In the next stage, the entire sodium-ion battery anode industry needs to solve the consistency issue of single-variety hard carbon at the 10,000 mt level. Consistency determines whether sodium-ion batteries can be scaled up, whether they can reduce production costs through scaling up, and whether sodium-ion batteries will be a niche market or a heavyweight market comparable to lithium batteries.

Overall, the logic of China's sodium-ion battery industrialisation is: the first step is to survive, the second step is to reduce costs and achieve profitability, and the third step is to innovate for technological leaps and achieve long-term development.

The first step is to survive. First, manufacture low-cost battery cells and form a complete industrial chain. Leverage the advantages of sodium-ion batteries in specific differentiated markets, such as superior low-temperature performance, excellent rate performance, and high safety, to promote sales and thus launch the entire industrial chain.
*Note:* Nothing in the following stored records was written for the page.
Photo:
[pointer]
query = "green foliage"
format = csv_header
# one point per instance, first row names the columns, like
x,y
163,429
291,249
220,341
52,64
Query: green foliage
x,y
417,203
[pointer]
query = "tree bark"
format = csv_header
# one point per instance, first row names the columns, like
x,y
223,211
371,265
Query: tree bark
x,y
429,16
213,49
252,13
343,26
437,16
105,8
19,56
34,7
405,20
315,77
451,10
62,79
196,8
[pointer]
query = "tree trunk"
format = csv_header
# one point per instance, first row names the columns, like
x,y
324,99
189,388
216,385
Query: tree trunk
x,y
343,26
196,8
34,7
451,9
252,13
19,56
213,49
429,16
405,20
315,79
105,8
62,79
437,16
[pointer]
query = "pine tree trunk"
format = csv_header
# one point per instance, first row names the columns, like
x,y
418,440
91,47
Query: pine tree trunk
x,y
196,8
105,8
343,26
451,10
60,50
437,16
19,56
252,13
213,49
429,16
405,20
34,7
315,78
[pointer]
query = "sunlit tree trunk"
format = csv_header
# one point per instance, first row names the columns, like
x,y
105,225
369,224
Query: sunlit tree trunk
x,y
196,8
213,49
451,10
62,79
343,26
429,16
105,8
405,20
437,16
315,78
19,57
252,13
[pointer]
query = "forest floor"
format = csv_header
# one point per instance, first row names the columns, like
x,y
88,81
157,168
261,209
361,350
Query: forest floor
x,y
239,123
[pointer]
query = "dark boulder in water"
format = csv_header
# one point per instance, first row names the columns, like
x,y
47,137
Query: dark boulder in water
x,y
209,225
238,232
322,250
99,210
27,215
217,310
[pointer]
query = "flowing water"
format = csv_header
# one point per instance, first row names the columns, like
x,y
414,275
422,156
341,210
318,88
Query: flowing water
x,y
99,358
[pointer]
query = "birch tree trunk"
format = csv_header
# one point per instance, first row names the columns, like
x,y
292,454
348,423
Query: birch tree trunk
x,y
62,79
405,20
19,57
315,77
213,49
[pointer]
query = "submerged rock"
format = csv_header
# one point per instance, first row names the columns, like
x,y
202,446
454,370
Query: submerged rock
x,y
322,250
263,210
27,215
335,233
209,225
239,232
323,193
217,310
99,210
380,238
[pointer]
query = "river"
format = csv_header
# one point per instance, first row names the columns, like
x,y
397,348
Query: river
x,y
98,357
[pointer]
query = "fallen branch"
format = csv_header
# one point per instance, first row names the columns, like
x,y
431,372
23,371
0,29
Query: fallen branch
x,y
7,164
Each link of the industrial chain undergoes running-in and verification to ensure smooth overall operation, enabling the sustainable development of the industrial chain.
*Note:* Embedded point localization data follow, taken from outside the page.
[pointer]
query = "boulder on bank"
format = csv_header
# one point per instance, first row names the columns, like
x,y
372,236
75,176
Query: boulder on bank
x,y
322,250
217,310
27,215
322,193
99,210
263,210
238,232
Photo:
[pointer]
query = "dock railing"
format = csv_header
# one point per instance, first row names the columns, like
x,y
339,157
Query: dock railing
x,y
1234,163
The second step is to reduce costs and achieve profitability. After a period of running-in, the sodium-ion battery industrial chain preliminarily verifies key links and identifies core obstacles to the growth of the industrial chain. Currently, the main bottlenecks of the industrial chain are solving the consistency issue of hard carbon and the cost issue of large-scale production. After multiple teams' various attempts in the early stages of hard carbon industrialisation, a feasible solution has begun to take shape: ensuring consistency through small molecule synthesis precursors, using mature petrochemical low-cost small molecule polymers to reduce raw material costs and expand raw material supply. Additionally, innovative simplification of the hard carbon production process can reduce investment and production consumption, focusing on producing balanced performance low-cost products, thereby accelerating large-scale production and rapidly reducing costs, promoting the industrial chain to achieve profitability as soon as possible.
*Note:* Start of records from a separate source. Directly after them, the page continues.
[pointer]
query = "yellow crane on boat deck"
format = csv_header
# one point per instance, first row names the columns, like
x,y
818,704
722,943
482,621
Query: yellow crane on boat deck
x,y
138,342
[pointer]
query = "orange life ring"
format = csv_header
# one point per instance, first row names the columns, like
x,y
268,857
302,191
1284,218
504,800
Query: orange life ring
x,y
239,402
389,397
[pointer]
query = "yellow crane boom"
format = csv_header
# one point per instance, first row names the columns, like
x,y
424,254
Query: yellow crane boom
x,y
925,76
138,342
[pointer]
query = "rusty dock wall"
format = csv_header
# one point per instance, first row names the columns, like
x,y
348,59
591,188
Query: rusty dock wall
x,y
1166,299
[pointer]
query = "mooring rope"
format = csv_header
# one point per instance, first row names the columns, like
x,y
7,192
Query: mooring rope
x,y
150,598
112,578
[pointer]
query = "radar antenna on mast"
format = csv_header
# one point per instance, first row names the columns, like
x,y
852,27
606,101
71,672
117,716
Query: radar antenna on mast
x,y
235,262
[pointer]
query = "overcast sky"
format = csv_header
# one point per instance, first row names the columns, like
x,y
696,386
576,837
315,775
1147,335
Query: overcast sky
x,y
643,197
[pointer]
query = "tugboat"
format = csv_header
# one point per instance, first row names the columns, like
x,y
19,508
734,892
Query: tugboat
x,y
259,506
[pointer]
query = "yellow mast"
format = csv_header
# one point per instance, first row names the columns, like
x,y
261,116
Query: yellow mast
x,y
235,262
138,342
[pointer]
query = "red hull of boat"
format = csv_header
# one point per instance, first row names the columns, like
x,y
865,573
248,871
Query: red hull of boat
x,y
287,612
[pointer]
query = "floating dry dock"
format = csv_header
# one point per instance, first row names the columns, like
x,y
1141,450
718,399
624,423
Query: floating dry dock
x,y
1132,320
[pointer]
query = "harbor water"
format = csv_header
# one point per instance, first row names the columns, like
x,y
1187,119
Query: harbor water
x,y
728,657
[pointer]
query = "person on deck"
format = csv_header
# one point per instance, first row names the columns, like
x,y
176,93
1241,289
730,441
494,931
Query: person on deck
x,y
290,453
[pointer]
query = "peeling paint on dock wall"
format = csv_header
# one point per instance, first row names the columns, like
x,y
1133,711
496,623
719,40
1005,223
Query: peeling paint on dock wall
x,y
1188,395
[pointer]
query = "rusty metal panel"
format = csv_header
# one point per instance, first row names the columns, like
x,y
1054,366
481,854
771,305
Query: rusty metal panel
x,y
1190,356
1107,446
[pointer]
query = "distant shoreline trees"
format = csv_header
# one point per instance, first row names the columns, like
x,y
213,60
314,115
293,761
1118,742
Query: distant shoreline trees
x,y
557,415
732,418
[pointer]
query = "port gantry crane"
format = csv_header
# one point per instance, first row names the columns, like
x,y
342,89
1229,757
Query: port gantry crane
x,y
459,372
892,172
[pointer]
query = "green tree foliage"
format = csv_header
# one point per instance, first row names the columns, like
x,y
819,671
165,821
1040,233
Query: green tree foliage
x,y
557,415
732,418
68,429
The third step is innovation for technological leaps and long-term development. After the industrial chain becomes profitable, the R&D, production, and sales links achieve a virtuous cycle, further increasing technological investment, improving sodium-ion battery material and battery technology, achieving rapid technological iteration on the basis of further cost reduction, enhancing the performance of sodium-ion batteries, expanding the application fields and market of sodium-ion batteries, thereby achieving leapfrog development, and ultimately forming an industry comparable to lithium batteries.